The present study assessed the potential of ML models including extreme learning machine (ELM), genetic programming (GP), random forest (RF), and support vector regression (SVR) for estimating daily ET0 using various input scenarios across different climate zones in NM during the 2009–2019 period. Findings showed that the estimation accuracy of daily ET0 values was a function of ML model types and input scenarios across different climate zones. Both the SVR and ELM models provided the most accurate estimation of daily ET0 during the testing stage followed by RF and GP models with acceptable accuracy in all studied climate zones. Daily ET0 estimated by ML models under S1 and S2 scenarios were found more accurate compared with the calculated daily ET0 values by the FAO Penman–Monteith model across all studied climate zones. However, the ML models under S3 and S4 scenarios were more preferred at climate zones 1, 5, and 8. Input scenarios showed significant effects on the estimation accuracy of ML models. The ML models under S1 and S2 scenarios showed better accuracies than other scenarios. The estimation accuracy was decreased under missing RHave and U2 data in input scenarios where this reduction was the worst in climate zone 7 (average RMSE of 1.5 mm day−1). Therefore, RHave and U2 data had a major role in the estimation accuracy of daily ET0 across different climate zones in NM. With respect to the best input scenario for each climate zone, the SVR model showed more scattered estimations for climate zones 1, 2, 3, 5, and 8 whereas the ELM model produced more scattered estimations for climate zone 7. The SVR and ELM models offered the highest stability in the testing stage where either decreases or the smallest increases (less than 10%) in RMSE were found.

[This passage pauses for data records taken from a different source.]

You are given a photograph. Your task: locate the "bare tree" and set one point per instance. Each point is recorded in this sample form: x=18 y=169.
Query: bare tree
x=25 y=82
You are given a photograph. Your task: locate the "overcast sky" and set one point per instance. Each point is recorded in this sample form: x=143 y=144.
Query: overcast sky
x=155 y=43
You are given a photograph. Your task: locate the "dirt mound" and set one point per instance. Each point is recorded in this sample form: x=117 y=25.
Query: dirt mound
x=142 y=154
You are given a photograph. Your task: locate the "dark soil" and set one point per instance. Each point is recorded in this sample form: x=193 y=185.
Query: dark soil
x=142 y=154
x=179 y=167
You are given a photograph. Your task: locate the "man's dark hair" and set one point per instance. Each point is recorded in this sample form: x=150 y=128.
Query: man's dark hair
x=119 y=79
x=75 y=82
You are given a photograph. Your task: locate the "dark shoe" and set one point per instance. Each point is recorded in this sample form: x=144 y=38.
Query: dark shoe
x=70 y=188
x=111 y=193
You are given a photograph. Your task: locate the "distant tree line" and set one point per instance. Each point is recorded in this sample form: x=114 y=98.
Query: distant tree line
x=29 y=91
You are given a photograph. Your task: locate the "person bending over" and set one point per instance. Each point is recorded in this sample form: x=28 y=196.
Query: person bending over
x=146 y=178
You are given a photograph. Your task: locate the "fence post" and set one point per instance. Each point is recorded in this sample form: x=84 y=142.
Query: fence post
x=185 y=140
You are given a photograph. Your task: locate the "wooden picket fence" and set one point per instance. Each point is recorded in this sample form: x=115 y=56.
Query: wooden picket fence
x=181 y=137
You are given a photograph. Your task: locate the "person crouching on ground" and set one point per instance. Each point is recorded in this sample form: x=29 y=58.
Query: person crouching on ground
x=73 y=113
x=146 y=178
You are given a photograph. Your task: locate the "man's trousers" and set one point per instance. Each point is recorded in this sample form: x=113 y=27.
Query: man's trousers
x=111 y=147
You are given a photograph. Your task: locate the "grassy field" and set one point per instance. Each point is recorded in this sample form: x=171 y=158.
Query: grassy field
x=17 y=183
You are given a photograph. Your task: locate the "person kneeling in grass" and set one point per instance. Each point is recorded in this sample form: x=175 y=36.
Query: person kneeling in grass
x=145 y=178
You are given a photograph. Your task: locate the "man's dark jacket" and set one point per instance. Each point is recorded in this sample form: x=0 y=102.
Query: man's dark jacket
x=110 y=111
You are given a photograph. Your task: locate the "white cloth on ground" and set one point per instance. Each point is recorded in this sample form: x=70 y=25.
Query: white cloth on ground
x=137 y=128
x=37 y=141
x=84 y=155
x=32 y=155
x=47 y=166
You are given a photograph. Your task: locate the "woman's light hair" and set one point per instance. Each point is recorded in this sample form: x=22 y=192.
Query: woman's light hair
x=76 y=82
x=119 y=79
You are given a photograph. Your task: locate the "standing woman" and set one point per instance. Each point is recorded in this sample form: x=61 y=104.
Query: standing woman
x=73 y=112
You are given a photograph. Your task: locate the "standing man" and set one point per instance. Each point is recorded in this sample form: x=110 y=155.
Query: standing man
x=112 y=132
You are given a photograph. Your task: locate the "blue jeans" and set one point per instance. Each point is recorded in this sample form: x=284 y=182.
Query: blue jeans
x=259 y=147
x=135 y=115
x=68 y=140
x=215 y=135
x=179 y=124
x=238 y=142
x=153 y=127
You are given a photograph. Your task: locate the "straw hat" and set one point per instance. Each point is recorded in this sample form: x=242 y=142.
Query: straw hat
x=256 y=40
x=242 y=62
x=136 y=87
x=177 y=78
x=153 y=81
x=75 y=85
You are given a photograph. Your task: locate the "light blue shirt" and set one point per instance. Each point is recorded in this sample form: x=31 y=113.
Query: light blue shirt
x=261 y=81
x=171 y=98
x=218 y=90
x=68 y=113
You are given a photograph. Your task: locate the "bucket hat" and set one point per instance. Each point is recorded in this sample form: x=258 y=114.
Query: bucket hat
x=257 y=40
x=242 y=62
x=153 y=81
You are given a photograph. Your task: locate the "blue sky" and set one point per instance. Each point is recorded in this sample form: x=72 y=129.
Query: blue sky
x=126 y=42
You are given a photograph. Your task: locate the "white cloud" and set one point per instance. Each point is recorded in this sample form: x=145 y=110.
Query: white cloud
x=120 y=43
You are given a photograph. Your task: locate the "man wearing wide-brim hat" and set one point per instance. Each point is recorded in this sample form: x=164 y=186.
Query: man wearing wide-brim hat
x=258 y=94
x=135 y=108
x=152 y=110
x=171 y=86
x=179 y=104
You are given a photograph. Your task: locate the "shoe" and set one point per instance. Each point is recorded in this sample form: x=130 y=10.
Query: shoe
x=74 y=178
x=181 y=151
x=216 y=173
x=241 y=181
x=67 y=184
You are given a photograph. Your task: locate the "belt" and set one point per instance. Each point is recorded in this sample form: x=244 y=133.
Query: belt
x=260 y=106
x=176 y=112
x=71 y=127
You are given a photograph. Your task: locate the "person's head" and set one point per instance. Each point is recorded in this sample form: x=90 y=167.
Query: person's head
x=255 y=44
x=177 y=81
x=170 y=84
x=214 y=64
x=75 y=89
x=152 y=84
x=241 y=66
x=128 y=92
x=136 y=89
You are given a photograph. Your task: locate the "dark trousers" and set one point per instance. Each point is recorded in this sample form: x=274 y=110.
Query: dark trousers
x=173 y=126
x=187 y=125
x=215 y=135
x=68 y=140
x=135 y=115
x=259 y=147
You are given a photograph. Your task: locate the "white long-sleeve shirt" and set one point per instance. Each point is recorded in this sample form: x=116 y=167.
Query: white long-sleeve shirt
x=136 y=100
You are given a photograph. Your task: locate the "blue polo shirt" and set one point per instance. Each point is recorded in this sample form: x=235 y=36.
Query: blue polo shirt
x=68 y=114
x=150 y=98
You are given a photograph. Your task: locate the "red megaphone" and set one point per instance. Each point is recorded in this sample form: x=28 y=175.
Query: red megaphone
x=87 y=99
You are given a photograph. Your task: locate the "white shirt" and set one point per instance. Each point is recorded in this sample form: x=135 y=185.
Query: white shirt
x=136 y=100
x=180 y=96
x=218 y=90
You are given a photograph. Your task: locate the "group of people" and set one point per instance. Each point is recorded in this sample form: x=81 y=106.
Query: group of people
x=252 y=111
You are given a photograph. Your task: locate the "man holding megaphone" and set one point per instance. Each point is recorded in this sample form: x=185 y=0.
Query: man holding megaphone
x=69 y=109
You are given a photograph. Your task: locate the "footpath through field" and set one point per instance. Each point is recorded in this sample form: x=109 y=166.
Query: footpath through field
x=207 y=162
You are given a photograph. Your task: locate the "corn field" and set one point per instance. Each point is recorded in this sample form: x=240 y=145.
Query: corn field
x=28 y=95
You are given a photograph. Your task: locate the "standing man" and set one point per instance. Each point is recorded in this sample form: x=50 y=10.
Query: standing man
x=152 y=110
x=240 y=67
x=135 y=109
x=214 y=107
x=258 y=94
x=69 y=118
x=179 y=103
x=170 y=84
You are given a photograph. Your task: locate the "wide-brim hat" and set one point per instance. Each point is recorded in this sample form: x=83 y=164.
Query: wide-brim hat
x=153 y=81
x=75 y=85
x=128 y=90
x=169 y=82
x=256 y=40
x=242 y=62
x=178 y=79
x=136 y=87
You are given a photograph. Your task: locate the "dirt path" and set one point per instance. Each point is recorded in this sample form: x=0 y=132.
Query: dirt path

Findings provide guidelines for future investigators who need to study specific climate zones and identify appropriate ML models for the climate zone. The SVR model can be effectively applied to estimate ET0 in regions where the mean annual temperature fluctuates between 4 and 20 ℃. This model also has potential to estimate ET0 in dried regions where the average monthly maximum temperature exceeds 32 ℃. Estimation of ET0 in windy climate zones can bring additional challenges. The results of this study suggest that the ELM model can be used for those regions. In addition, the results of this present study can be applied to forecast agriculture/rangeland productivity which is crucial for agricultural planning. As an example, estimated ET0 using ML models in this study can be used to estimate rangeland aboveground biomass across New Mexico which is vitally important for grazing management. Rangeland’s production is directly affected by ET0. Thus, a model can relate estimated ET0 using ML models to aboveground biomass. ML models are more convenient and comparably faster to be implemented than other models particularly when climate data are limited which was the case in this study. Generally, estimated ET0 using ML models can be used as an input layer for variety of decision-making models where precision agriculture is practiced.